Berlin (KNA) Der Berliner Erzbischof Heiner Koch hat Kirche und Gesellschaft zu mehr Lernbereitschaft aufgerufen. "Die gegenwärtigen Verhärtungen in unserer Gesellschaft zeigen genauso wie die Pauschalisierungen und wuterfüllten Empörungen des Populismus, dass wir vergessen haben, uns als Lernende zu verstehen", sagte Koch am Mittwochabend beim Neujahrsempfang des Erzbistums Berlin. So warnte er vor der Gefahr, nicht wahrzunehmen, dass "Machtbesessenheit und Geltungsdrang" auch die Kirche beherrschen könnten. "Das hat uns gerade der Missbrauchsskandal gelehrt."

Der Erzbischof kritisierte eine Entscheidungsschwäche in der Kirche, wie sie bei vielen "Bedenkenträgern" zum Ausdruck komme. Als Beispiele nannte er Einwände gegen seine Teilnahme an Demonstrationen für den Schutz des ungeborenen Lebens und an Kundgebungen gegen Rechtspopulismus sowie an der Einführung eines kooperativen Religionsunterrichts mit der evangelischen Kirche. Bedenken höre er überdies mit Blick auf die Kommunion für nichtkatholische Christen in einer konfessionsverbindenden Ehe, auf die Gründung des Instituts für Katholische Theologie an der Humboldt-Universität sowie den Umbau der Sankt-Hedwigs-Kathedrale. Es gebe "allenfalls gute, aber selten perfekte Entscheidungen", hielt Koch seinen Kritikern entgegen. Wer dies akzeptiere, bleibe offen für eine Weiterentwicklung von getroffenen Beschlüssen.

Der Vorsitzende des Diözesanrats der Katholiken, Bernd Streich, forderte ebenfalls zu Dialog und Verständigung sowie zum Engagement gegen Antisemitismus, Fremdenhass und Rassismus auf. Vor allem mahnte er eine transparente und konsequente Aufarbeitung von sexualisierter Gewalt in der Kirche an. Der Diözesanrat trete dafür ein, dass der Schutz der Betroffenen "bedingungslos über dem der Institution Kirche oder von schuldig gewordenen Klerikern und Kirchenvertretern steht", sagte Streich. Die kirchlichen Machtverhältnisse müssten verändert werden, wenn sie Missbrauch begünstigten oder eine nachhaltige Aufarbeitung verhinderten.

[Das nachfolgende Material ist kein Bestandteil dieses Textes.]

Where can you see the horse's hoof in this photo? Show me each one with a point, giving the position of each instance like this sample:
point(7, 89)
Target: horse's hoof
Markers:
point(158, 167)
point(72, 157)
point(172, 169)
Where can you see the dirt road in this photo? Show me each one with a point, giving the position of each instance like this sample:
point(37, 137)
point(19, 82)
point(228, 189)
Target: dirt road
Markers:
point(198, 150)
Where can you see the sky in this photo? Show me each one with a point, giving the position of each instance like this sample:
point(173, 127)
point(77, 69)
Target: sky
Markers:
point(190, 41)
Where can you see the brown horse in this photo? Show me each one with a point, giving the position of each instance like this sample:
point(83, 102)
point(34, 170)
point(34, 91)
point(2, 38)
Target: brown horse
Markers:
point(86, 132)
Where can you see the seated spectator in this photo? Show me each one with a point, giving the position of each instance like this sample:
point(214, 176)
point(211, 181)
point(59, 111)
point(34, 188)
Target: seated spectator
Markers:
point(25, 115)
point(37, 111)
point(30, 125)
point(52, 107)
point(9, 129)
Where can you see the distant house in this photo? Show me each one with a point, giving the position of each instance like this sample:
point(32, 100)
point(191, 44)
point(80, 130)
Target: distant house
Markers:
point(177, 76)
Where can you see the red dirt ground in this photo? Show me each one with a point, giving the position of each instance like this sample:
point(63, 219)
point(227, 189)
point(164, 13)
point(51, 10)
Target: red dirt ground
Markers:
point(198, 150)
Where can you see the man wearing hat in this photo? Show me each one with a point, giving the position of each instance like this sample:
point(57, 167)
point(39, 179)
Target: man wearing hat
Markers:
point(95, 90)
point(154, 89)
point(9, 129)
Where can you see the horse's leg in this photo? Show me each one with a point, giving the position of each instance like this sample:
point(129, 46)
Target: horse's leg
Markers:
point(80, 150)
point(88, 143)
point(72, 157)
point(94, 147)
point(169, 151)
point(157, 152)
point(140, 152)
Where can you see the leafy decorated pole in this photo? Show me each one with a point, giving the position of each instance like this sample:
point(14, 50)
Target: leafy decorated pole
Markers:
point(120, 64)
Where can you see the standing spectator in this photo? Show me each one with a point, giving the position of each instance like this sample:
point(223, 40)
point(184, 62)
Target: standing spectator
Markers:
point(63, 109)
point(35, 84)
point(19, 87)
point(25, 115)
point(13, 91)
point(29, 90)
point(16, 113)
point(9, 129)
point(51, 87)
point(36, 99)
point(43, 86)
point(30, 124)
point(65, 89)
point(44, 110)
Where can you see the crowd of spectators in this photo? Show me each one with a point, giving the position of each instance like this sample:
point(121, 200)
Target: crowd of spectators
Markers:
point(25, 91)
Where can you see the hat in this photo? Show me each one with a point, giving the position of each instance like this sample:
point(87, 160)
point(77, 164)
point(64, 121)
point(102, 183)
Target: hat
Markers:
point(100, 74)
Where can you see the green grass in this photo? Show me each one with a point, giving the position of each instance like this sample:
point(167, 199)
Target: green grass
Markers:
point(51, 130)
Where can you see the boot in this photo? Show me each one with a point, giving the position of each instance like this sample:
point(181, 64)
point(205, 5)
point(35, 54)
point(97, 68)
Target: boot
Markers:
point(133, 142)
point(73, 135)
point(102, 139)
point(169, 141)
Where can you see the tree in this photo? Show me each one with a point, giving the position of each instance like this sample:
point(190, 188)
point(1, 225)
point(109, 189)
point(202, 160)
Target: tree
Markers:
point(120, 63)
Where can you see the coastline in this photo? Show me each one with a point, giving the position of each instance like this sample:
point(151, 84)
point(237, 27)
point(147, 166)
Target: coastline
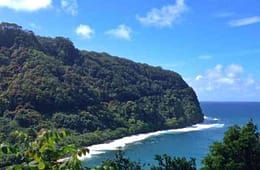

Der Diözesanrat vergab bei dem Empfang seinen jährlichen Integrationspreis. Der "Drei-Königs-Preis" in Höhe von 1.800 Euro ging an die Berliner maronitische Gemeinde. Die in der Gemeinde Sankt Paulus (Moabit) beheimatete Gemeinschaft wurde für ihr Engagement zur Integration von Flüchtlingen ausgezeichnet. Die Maroniten sind eine vor allem im Libanon ansässige Ostkirche, die den Papst als Oberhaupt anerkennt. Von der westlichen (lateinischen) katholischen Kirche unterscheidet sie sich durch ihr eigenes Kirchenrecht und ihre aramäisch-antiochenische Liturgie.

Der "Drei-Königs-Preis" würdigt Initiativen, die das Zusammenleben von Menschen verschiedener Kulturen, Sprachen und Religionen fördern. Der Diözesanrat ist die höchste Laienvertretung des Erzbistums. Er koordiniert die Mitwirkung der Laien bei den Aufgaben des Erzbistums, zudem nimmt er zu gesellschaftlichen und kirchlichen Fragen Stellung.